I Expansion at first order in QCD counterterm

[Siupa]

What is the meaning of the expansion at first order in $\delta_2$ and $\delta_3$ at the second step in the last line? These quantities are not "small" - on the contrary, the entire point is to then take the $\epsilon \to 0$ limit and the counterterms blow up

 

[Vanadium 50]

I can't read light gray on a less light gray background. Can you use LaTex and maybe post your source?

 

[vanhees71]

The Dyson series is an expansion in the coupling constant $g$. Obviously you are evaluating the quoted 2nd-order loop corrections to the quark and gluon self-energies as well as the gluon 3-vertex to get the counter terms to evaluate $Z_1$, $Z_2$, and $Z_3$, from which $Z_g$ follows through a Slavnov-Taylor identity (which maybe is Eq. (75), which you didn't quote). Of course since you have the said $Z$-factors only to order $g^2$ (or order $\alpha_s=g^2/(4 \pi)$), you can determine only the counterterm contributing to $Z_g$ to this order, and thus you have to expand the expression for it also up to order $\alpha_s$.

In the here obviously applied minimal-subtraction scheme you need to find the coefficients to $1/\epsilon$ order by order perturbation theory. This determines the counter terms order by order. At higher loop order you have to take care of the subdivergences by using the corresponding counter terms of subdiagrams.

 

[Siupa]

I can't read light gray on a less light gray background. Can you use LaTex and maybe post your source?

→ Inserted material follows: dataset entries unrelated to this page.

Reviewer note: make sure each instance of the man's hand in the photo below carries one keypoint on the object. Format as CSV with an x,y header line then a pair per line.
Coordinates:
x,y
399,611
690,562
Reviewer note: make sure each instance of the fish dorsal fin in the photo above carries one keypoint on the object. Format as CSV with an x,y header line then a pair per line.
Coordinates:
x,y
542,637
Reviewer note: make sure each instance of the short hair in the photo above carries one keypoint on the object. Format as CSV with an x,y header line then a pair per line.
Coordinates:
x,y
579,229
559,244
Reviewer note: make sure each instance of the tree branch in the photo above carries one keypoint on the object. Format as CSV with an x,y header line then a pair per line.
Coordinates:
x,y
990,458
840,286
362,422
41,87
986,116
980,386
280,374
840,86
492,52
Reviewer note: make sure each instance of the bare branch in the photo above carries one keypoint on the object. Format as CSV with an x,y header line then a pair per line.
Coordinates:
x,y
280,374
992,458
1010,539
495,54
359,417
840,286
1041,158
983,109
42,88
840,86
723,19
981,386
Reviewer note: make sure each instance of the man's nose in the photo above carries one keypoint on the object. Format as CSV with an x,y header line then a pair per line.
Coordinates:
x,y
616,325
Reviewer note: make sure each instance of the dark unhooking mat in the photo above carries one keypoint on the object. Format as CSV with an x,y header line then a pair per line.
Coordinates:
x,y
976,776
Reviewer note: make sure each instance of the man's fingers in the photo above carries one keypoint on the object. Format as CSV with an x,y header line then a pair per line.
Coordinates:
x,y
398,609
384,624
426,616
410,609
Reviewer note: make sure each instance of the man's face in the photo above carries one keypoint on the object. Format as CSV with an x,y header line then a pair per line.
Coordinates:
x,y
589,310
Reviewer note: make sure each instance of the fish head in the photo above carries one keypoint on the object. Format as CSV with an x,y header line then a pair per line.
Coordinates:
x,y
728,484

If you open the imgur link it should be in high res. Anyways the reference is chapter 3, end of subchapter 3.3 of this pdf

 

[Siupa]

The Dyson series is an expansion in the coupling constant $g$. Obviously you are evaluating the quoted 2nd-order loop corrections to the quark and gluon self-energies as well as the gluon 3-vertex to get the counter terms to evaluate $Z_1$, $Z_2$, and $Z_3$, from which $Z_g$ follows through a Slavnov-Taylor identity (which maybe is Eq. (75), which you didn't quote). Of course since you have the said $Z$-factors only to order $g^2$ (or order $\alpha_s=g^2/(4 \pi)$), you can determine only the counterterm contributing to $Z_g$ to this order, and thus you have to expand the expression for it also up to order $\alpha_s$.

In the here obviously applied minimal-subtraction scheme you need to find the coefficients to $1/\epsilon$ order by order perturbation theory. This determines the counter terms order by order. At higher loop order you have to take care of the subdivergences by using the corresponding counter terms of subdiagrams.

Eq. (75) is just the definition of $Z_1 = Z_g Z_2 Z_3^{\frac{1}{2}}$. Anyways thank you I understand now, the expansions of $1/Z_2$ , $1/Z_3$ are obviously at first order in $\alpha_s$, which in turn means first order in the counterterms since they are proportional to $\alpha_s$ because they were computed at 1-loop. I guess the divergence in $1/\epsilon$ doesn't matter since we only take the limit $\epsilon \to 0$ in the end?

 

[vanhees71]

Right! That's the idea!